I have a friend who had been encouraged by others in his church to join them for an after meeting takeaway. The dish of choice was a mixed meat kebab and although the experience was new to him, it was quite a regular custom for the others. As they sat in the service listening to a scintillating message their rumbling stomachs ached for the moment that was drawing ever closer – the moment where they would feast on their ‘bundle of joy!’ That’s what they called it – the delights of this pitta bread stuffed with chicken, lamb, salad and oozing with spicy sauce had been given its own nickname.
After the service they made their way to the takeaway and talked freely about their inevitable ‘bundle of joy’. My friends anticipation grew as he looked forward to experiencing this for the first time. He made sure he was at the front of the queue and aware that he had the attention of the obliging worker the other side of the counter asked ‘can I have a bundle of joy please?’
The others rolled around the floor with hysterical laughter and my friend wondered what was going on. Why were they laughing? Why was the man serving him looking so confused? ‘Bundle of joy?’ he asked ‘What are you talking about?’ The others were now holding their stomachs with muscle cramp from the laughter. ‘A bundle of joy’ my friend repeated – ‘one of those please’ pointing to a picture of what he had seen in his mind all along. ‘You mean a mixed meat kebab – why didn’t you say that in the first place?’

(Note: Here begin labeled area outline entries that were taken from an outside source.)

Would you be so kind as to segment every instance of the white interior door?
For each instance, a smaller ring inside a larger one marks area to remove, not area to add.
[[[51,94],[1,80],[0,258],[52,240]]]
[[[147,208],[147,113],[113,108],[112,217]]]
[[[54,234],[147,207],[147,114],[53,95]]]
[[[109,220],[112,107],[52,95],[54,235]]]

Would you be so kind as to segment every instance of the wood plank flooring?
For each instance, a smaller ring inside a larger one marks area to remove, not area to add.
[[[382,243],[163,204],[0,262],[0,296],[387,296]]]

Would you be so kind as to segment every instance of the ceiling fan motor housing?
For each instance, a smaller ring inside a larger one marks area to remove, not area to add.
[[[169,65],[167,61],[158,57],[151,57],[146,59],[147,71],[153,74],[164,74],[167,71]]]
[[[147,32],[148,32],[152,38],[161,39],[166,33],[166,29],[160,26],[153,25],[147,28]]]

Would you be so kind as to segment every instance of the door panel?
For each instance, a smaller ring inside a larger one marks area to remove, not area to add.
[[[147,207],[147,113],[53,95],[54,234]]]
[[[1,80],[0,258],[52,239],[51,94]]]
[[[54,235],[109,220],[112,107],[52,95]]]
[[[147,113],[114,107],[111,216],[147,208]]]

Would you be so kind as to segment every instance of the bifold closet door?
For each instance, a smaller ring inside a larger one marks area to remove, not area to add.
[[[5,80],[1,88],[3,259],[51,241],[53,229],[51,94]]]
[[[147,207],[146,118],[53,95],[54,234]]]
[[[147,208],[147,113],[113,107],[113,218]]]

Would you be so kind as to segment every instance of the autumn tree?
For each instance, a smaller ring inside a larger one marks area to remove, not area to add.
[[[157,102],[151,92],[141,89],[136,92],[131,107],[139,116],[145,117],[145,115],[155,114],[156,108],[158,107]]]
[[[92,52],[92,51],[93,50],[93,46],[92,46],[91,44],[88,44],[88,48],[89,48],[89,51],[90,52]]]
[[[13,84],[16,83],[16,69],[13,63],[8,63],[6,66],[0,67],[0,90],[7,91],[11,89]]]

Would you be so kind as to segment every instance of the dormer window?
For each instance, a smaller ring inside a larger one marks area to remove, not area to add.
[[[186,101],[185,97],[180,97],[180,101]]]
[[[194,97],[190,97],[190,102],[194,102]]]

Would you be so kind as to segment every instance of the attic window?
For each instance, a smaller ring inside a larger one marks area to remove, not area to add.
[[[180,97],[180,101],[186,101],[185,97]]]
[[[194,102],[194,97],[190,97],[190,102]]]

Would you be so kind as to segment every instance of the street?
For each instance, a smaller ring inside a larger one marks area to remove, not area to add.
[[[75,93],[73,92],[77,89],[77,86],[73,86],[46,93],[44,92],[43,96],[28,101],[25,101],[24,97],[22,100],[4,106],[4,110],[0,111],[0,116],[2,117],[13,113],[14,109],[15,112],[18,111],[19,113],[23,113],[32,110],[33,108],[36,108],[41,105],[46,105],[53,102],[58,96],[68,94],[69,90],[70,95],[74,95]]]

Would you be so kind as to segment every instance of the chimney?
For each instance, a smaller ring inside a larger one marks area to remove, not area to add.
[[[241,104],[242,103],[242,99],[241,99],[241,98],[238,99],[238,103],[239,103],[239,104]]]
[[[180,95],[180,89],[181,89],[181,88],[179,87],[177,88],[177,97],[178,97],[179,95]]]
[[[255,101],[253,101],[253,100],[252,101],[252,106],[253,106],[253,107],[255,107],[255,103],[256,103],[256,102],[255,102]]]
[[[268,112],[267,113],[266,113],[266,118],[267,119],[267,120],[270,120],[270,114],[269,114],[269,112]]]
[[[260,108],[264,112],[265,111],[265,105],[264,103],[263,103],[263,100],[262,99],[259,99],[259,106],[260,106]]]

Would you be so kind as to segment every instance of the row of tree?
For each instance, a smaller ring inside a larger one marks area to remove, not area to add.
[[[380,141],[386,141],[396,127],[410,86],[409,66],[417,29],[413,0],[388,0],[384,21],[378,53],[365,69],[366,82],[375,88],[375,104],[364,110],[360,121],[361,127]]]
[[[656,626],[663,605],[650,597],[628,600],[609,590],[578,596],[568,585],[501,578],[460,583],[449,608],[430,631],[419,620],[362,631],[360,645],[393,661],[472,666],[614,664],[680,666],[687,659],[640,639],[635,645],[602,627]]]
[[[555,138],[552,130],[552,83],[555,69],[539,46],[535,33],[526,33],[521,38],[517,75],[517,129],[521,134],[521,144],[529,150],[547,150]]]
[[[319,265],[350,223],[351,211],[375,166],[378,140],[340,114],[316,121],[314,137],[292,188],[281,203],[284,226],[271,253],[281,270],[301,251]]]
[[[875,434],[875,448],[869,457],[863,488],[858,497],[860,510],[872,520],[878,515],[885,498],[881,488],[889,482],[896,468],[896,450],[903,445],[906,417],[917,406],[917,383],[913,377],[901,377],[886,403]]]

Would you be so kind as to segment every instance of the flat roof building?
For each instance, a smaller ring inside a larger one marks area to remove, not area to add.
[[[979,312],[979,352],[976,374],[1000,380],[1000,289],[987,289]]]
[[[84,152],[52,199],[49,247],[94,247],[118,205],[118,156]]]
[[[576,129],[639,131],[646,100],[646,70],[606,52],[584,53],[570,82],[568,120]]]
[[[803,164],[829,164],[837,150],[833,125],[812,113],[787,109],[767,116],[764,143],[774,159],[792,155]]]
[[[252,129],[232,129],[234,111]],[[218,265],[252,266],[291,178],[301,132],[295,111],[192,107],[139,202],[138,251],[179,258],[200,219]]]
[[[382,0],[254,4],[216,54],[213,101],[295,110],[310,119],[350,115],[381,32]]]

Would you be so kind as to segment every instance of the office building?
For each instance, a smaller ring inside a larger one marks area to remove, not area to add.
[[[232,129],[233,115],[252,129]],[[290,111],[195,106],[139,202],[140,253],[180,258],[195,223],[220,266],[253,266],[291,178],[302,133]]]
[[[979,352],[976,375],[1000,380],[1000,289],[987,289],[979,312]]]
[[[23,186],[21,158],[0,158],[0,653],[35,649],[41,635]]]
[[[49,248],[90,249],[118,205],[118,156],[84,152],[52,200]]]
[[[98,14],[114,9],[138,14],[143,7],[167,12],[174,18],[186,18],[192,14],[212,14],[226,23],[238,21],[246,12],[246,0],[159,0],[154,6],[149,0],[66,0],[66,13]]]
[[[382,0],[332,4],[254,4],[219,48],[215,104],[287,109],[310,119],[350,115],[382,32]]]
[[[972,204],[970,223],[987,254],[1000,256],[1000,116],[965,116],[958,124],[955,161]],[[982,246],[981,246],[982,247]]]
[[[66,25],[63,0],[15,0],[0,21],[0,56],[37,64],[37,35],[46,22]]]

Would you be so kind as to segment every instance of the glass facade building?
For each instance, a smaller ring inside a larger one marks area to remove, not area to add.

So often the church can have its own language – expressing real things in ways that mean real things to us. But to those outside the church in the Post-Christendom world we are now living, the response can often be ‘What are you talking about?’ But rather than asking us to clarify what we mean, they just walk off confused with their understanding dulled.
Romans 10:14 asks how people can believe unless they hear - but this cannot just be the resonance of an audio sound in their ears – it must be the communication of a truth with their understanding and for many people today this will involve example – it will call for us to point to an articulated picture of what we mean, a story, a testimony as an expression of what we are trying to communicate.
Do our neighbours, families and communities know what we’re talking about? Do they understand us or our churches? Faced with stares of perplexed faces that are simply confused about God, these are great questions to ask. Let’s be patient, creative and authentic as we seek to express what we mean with living stories of what the gospel means and what it can also mean for others.